The two leading manufacturers of faux meat products have been criticized for the marketing and makeup of their products. Dieticians point out that the product may be no healthier than the meat it is replacing, due to the over-abundance of sodium as a result of the manufacturing process. A comparison of the Impossible Whopper and the regular Whopper indicates a difference of only 30 calories, while the saturated fat and sodium content is essentially the same. It seems you would be better off consuming a real burger made with lean meat.

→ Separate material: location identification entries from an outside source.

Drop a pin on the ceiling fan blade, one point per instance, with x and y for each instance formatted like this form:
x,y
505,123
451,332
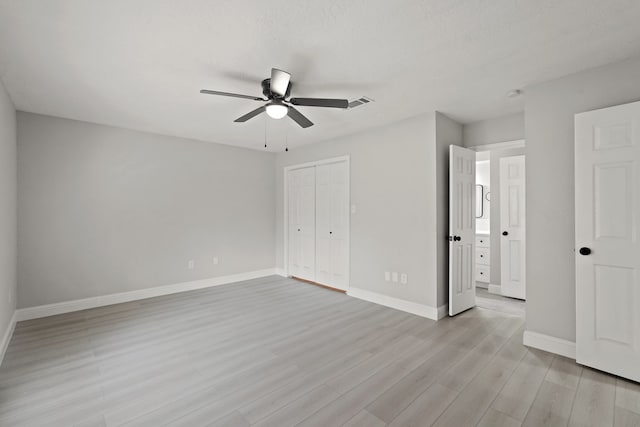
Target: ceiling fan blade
x,y
279,81
320,102
299,118
233,95
250,115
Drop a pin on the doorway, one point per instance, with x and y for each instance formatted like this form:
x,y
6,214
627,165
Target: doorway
x,y
500,227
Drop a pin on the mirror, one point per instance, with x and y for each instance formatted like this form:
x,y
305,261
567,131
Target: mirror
x,y
479,201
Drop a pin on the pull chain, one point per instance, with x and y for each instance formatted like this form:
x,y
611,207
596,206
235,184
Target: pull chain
x,y
286,138
265,131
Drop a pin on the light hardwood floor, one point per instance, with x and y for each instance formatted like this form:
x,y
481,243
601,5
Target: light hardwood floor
x,y
275,352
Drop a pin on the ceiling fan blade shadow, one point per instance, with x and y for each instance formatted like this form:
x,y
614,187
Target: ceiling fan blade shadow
x,y
250,115
233,95
299,118
320,102
279,81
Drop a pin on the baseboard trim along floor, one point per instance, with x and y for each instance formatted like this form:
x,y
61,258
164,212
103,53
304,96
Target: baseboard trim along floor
x,y
7,336
550,344
400,304
100,301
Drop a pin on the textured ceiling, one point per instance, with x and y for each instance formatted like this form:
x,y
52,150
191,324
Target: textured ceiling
x,y
140,63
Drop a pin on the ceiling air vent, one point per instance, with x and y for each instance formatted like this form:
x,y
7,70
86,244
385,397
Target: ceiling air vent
x,y
360,101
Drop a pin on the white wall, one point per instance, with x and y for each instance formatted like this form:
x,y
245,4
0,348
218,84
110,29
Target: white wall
x,y
7,212
393,185
549,115
105,210
500,129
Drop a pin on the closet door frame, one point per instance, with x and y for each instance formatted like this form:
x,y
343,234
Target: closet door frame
x,y
315,164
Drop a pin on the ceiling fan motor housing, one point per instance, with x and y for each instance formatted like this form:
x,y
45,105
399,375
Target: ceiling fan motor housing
x,y
266,90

Remember that most of us tend to think of meat substitutes in terms of burgers. This is because we have been inundated with marketing campaigns about these products. And they do taste really good, virtually identical to the meat products they replace. But that tasty looking burger is not the only meat substitute out there, There are vegan hot dogs, sausages, turkey, and chicken. And not all of these are any healthier than the original meats, due to chemicals and processes used in their production. Meat substitutes have a long history, but the reasons for their development in modern times may be vastly different from those in ancient times. And the products themselves are different. Ancient fakes were made from naturally occurring substances such as soybeans, mushrooms, and other organic items, with spices used to change and enhance the flavor. Today, companies strive to make the fake as close as possible to the real deal, duplicating flavor and texture as much as possible. And this may require a much more extensive manufacturing process, and the addition of certain chemicals to enhance that process, as well as preservatives to extend shelf life. But none of this necessarily means that faux meats are any less healthy than real meats. And just how sure are you that you are consuming real meats, anyway?

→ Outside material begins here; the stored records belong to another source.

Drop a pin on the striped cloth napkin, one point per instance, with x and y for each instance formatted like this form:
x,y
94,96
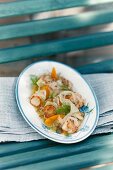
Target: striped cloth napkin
x,y
14,128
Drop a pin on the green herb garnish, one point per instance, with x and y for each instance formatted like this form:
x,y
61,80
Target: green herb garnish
x,y
64,87
63,109
34,79
52,95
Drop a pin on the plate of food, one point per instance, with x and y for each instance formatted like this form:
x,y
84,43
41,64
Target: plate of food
x,y
57,102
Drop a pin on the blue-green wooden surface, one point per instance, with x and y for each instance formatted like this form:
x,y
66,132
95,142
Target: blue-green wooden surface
x,y
55,47
52,25
45,154
33,6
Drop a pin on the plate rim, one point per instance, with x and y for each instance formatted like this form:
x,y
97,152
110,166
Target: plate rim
x,y
36,129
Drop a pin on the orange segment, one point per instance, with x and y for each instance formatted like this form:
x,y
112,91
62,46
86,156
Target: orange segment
x,y
53,73
49,111
49,121
47,89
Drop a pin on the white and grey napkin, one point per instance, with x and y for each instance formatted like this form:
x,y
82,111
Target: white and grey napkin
x,y
14,128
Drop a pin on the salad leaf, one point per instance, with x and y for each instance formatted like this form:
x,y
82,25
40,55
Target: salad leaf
x,y
64,87
52,95
63,109
34,79
85,109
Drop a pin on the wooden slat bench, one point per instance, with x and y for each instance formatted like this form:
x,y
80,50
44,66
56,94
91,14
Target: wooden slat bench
x,y
45,154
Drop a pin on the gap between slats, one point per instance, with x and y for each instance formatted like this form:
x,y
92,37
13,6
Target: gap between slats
x,y
56,47
53,24
29,7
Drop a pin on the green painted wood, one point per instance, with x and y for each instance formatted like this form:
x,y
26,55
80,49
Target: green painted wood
x,y
58,156
73,162
32,6
55,152
52,25
100,67
14,148
56,47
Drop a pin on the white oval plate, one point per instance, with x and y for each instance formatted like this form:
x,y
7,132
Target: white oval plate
x,y
23,92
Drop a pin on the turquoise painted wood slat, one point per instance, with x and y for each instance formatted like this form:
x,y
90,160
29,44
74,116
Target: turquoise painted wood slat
x,y
56,47
52,25
100,67
32,6
55,151
47,158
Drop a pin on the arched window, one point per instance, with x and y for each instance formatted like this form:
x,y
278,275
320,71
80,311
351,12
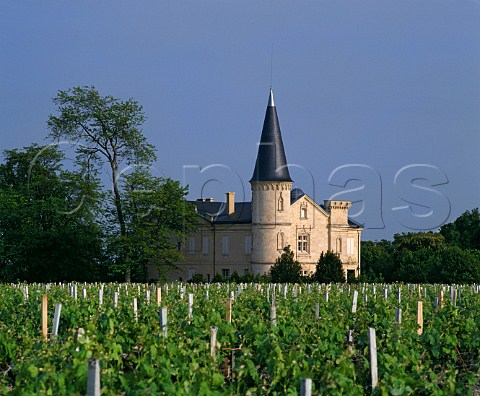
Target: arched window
x,y
280,241
280,203
303,243
339,245
303,212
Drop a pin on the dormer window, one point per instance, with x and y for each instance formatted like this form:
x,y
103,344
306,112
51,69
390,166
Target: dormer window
x,y
303,212
280,203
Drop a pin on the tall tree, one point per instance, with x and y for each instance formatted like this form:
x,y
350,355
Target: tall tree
x,y
157,218
464,232
47,227
286,269
107,131
329,268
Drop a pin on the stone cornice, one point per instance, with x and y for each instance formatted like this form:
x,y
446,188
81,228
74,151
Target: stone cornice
x,y
329,204
270,186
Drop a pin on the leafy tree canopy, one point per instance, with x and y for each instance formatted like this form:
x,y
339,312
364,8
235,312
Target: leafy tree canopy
x,y
286,269
47,227
329,268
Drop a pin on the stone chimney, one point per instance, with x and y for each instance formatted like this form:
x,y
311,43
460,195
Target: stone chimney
x,y
230,203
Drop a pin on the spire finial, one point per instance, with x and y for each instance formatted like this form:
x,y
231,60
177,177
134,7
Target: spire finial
x,y
270,99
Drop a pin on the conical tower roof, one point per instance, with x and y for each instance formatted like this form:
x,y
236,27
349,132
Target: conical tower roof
x,y
271,164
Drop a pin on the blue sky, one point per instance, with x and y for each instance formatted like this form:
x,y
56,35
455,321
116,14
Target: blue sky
x,y
378,101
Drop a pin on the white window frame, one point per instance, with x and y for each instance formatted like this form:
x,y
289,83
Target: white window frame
x,y
280,240
248,245
191,245
303,243
205,245
350,246
339,245
303,212
225,245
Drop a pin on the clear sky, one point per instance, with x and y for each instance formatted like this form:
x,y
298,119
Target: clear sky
x,y
378,101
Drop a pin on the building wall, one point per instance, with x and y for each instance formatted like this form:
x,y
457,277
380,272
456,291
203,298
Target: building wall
x,y
305,226
219,249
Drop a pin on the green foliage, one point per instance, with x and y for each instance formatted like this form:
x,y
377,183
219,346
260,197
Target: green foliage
x,y
157,216
329,268
464,232
286,268
47,219
269,360
425,257
145,215
107,131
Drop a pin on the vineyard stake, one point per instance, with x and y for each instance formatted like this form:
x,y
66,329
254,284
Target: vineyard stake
x,y
56,319
44,316
398,321
273,315
354,303
420,317
213,342
306,387
163,321
93,381
228,316
135,311
372,342
190,305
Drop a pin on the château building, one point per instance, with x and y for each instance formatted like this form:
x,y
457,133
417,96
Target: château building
x,y
247,237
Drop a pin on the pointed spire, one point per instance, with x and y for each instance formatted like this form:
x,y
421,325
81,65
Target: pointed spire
x,y
271,162
270,99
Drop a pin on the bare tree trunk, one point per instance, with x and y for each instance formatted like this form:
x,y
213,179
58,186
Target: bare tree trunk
x,y
120,216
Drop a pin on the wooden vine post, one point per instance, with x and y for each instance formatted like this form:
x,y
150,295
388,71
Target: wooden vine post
x,y
213,342
163,321
93,380
273,314
228,316
420,317
306,387
56,319
372,344
45,316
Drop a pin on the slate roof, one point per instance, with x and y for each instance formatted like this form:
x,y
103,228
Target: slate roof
x,y
271,164
216,212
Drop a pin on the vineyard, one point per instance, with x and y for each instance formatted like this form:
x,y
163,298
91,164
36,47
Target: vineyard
x,y
223,339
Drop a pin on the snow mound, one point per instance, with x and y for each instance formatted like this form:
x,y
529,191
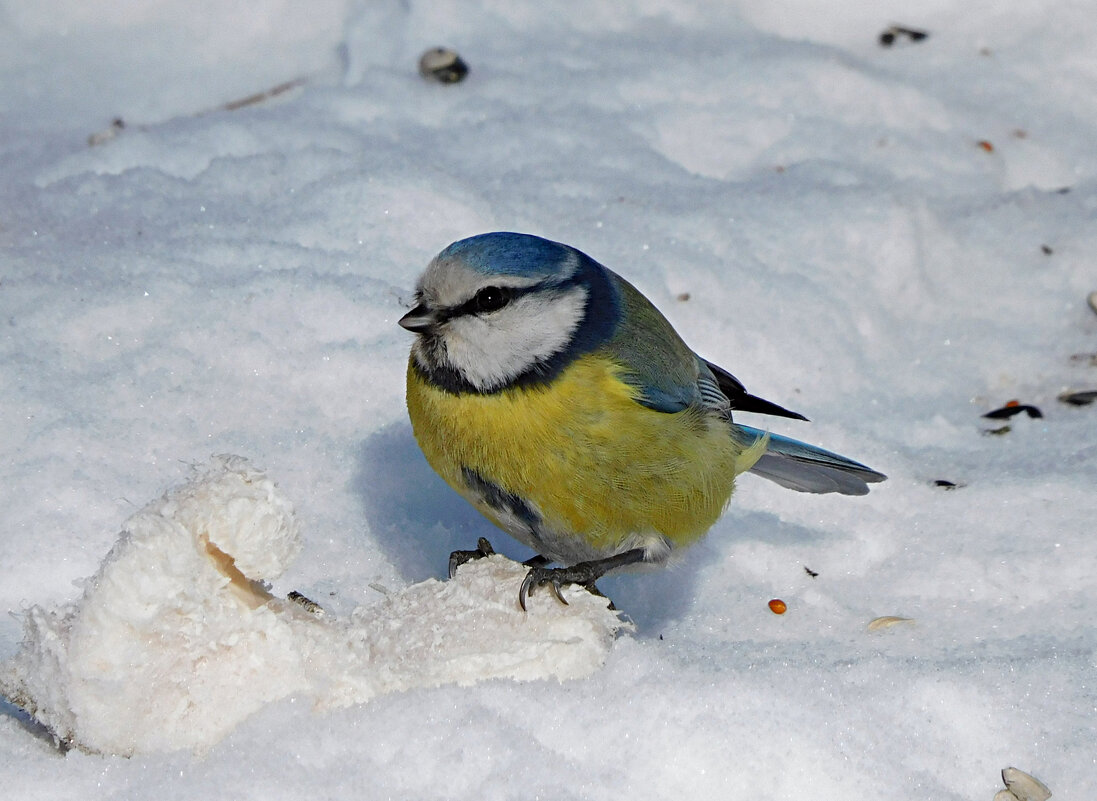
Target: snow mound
x,y
177,638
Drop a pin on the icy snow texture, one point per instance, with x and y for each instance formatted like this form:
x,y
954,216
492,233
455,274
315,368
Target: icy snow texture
x,y
230,282
174,641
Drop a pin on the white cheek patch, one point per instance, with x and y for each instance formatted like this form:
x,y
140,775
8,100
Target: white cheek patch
x,y
493,349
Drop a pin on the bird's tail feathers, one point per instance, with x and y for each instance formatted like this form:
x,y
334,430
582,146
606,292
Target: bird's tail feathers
x,y
804,467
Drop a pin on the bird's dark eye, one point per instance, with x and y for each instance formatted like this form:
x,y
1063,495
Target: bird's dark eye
x,y
490,299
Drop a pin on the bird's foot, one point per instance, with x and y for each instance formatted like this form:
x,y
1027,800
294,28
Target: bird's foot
x,y
459,557
583,573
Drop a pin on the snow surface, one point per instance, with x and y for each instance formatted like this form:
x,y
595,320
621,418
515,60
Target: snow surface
x,y
213,281
174,641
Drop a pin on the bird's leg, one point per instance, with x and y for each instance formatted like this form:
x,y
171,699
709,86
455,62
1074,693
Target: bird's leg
x,y
459,557
583,573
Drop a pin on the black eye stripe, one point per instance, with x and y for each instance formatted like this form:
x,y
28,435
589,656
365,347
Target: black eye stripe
x,y
489,299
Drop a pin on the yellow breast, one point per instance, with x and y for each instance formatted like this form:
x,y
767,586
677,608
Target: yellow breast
x,y
585,454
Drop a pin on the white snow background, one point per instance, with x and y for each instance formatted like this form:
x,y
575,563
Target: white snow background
x,y
227,280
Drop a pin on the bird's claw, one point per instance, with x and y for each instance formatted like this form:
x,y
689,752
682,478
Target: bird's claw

In the developed world, about half of all meat consumed is in the form of Processed meat products, such as hot dogs, sausages, chicken nuggets, and the like. Have you ever taken the time to read the labels on these products? You may be surprised to learn just how many fillers they contain, along with a long list of chemical additives and preservatives. It seems that either way you look at it unless you’re eating real meat directly from the farm to your table, the health benefits are iffy. A study at Harvard University in 2016 did point out, however, that people who consumed plant protein rather than meat protein had a lesser chance of dying during the study. That may tip the scales a bit in favor of the meat substitute, I suppose, although there is one caveat. Dieticians warn that these meat alternatives may not provide several essential nutrients, such as iron and B vitamins. Such deficiencies can cause anemia, fatigue, balance problems, irritability, confusion, skin rashes, and a plethora of other problems. So, if you decide to cut your meat intake drastically, or even cut it out entirely, you may want to consider a supplement. You should consult a doctor before embarking on a strict vegan diet.

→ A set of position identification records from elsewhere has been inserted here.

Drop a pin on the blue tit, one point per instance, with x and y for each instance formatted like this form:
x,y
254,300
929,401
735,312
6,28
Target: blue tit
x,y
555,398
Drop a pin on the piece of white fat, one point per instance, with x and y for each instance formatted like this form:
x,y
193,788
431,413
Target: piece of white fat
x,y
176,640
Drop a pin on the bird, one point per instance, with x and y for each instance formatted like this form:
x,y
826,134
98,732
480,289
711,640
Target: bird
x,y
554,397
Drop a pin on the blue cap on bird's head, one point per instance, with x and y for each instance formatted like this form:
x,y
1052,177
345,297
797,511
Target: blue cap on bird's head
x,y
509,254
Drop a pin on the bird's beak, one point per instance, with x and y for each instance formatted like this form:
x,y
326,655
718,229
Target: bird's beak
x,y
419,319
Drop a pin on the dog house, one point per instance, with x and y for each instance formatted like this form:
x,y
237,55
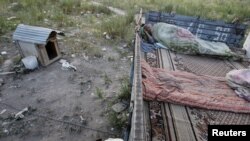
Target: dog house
x,y
37,41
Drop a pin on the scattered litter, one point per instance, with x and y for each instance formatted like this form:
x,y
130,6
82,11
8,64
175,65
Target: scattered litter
x,y
3,111
85,57
5,73
105,34
1,81
20,114
15,86
30,62
107,37
12,5
119,107
83,121
66,65
113,139
6,131
38,41
104,49
11,18
125,45
3,52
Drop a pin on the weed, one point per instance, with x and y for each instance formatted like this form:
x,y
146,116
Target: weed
x,y
99,92
118,27
95,9
125,90
111,59
118,121
107,80
210,9
70,6
6,25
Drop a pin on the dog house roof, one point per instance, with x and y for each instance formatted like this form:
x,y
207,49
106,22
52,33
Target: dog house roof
x,y
32,34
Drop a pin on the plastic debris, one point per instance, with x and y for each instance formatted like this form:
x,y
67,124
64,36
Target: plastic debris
x,y
119,107
3,53
20,114
3,111
66,65
30,62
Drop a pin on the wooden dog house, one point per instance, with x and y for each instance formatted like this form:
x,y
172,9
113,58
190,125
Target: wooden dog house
x,y
37,41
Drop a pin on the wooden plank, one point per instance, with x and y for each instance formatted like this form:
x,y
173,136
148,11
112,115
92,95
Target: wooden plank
x,y
167,117
181,123
147,122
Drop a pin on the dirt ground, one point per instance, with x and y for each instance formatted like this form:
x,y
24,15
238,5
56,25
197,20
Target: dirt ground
x,y
58,98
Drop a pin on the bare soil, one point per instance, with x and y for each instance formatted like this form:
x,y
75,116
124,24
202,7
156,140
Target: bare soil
x,y
59,98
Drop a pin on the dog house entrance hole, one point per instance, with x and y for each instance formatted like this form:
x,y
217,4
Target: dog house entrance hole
x,y
51,50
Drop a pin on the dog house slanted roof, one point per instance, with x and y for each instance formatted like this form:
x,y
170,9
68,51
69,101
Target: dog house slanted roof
x,y
32,34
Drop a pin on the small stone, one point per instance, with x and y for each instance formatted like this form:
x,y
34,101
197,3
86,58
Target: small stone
x,y
125,45
6,131
119,107
104,49
107,37
3,111
5,123
3,52
98,15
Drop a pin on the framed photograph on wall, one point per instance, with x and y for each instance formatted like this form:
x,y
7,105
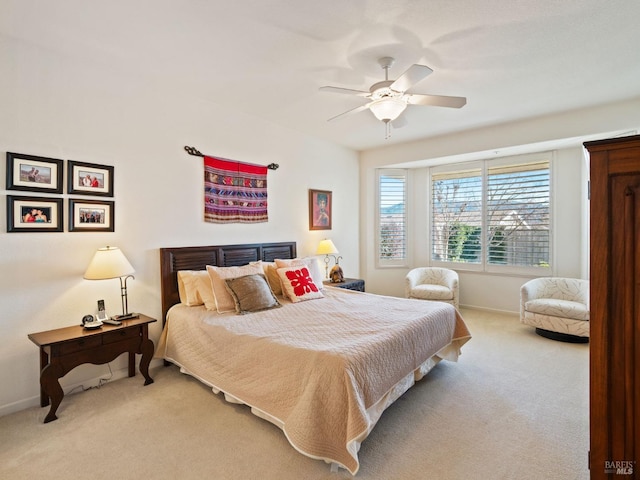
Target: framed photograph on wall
x,y
91,216
90,179
34,174
320,204
34,214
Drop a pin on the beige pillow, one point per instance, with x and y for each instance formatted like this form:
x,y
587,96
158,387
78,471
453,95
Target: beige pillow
x,y
194,288
311,263
223,300
251,293
271,272
297,284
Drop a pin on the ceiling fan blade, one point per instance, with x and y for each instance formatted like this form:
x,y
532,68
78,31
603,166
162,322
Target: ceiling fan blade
x,y
437,100
399,122
353,110
410,77
347,91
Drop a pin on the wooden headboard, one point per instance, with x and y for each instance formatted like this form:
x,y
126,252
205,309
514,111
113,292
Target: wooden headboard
x,y
173,259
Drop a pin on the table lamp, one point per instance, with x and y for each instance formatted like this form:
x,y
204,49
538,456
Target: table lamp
x,y
110,262
327,248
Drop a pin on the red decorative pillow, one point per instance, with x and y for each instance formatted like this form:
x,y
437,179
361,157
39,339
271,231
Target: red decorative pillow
x,y
297,284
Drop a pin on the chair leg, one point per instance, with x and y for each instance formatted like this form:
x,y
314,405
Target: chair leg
x,y
561,337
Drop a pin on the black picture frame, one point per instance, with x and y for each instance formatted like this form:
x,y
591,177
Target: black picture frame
x,y
34,214
89,179
91,215
32,173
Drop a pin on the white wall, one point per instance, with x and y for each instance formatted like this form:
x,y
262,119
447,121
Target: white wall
x,y
78,109
570,174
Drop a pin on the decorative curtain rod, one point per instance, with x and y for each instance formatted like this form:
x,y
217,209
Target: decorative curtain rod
x,y
196,153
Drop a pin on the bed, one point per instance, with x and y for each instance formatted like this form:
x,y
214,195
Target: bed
x,y
324,369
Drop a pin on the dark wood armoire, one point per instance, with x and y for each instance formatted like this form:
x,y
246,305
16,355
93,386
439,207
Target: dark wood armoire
x,y
615,308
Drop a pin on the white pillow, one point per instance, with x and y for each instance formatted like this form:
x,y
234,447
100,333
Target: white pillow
x,y
297,284
310,262
224,302
270,271
194,288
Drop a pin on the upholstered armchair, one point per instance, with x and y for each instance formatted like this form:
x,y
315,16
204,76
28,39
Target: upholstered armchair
x,y
433,283
557,307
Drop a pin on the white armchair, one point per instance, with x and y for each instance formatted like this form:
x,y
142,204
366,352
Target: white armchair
x,y
433,283
557,307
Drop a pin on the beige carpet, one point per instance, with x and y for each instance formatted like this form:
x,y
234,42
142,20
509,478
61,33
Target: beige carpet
x,y
514,407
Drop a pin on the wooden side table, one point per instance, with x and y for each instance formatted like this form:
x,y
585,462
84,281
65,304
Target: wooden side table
x,y
356,284
63,349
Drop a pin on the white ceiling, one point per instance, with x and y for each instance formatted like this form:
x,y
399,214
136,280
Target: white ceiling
x,y
512,59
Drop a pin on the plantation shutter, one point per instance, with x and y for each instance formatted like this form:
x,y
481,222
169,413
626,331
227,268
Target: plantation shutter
x,y
392,217
518,214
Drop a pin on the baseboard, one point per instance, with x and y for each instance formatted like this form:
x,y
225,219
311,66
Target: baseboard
x,y
490,310
115,374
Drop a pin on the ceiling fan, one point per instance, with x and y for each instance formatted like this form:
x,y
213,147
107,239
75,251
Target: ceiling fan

When it comes right down to it, the choice is yours. There may be some advantage to substituting meat alternatives for meat in your diet. But what may be a small advantage for you may be a larger advantage for the planet as a whole. The use of meat alternatives may have a major impact on the environment. It takes about 90% less water, 60% fewer fossil fuels, and 95% less land to produce a delicious burger substitute than to raise a cow only to eat it. Sounds impressive, doesn’t it? These kinds of resource savings can contribute to the support of an ever-growing population. But it will be difficult to achieve such a goal unless we change at a fundamental level. Let’s face it – we love meat! Our bodies need and crave the nutrients that meat provides. Our hearts may go out to the lambs frolicking in pastures, to the chickens nesting in their coops, and the cattle grazing contentedly on the hillside, but our stomachs still growl at the sight of a juicy steak or the smell of frying chicken. Until we can train humanity as a whole to think differently, to long for a carrot substitute as opposed to that vegan diet we all practice, the odds of achieving this type of nirvana are slim. Veggies may be marginally better for us, but we like the taste of meat. And if we can indulge our cravings as well as eat healthily, why shouldn’t we?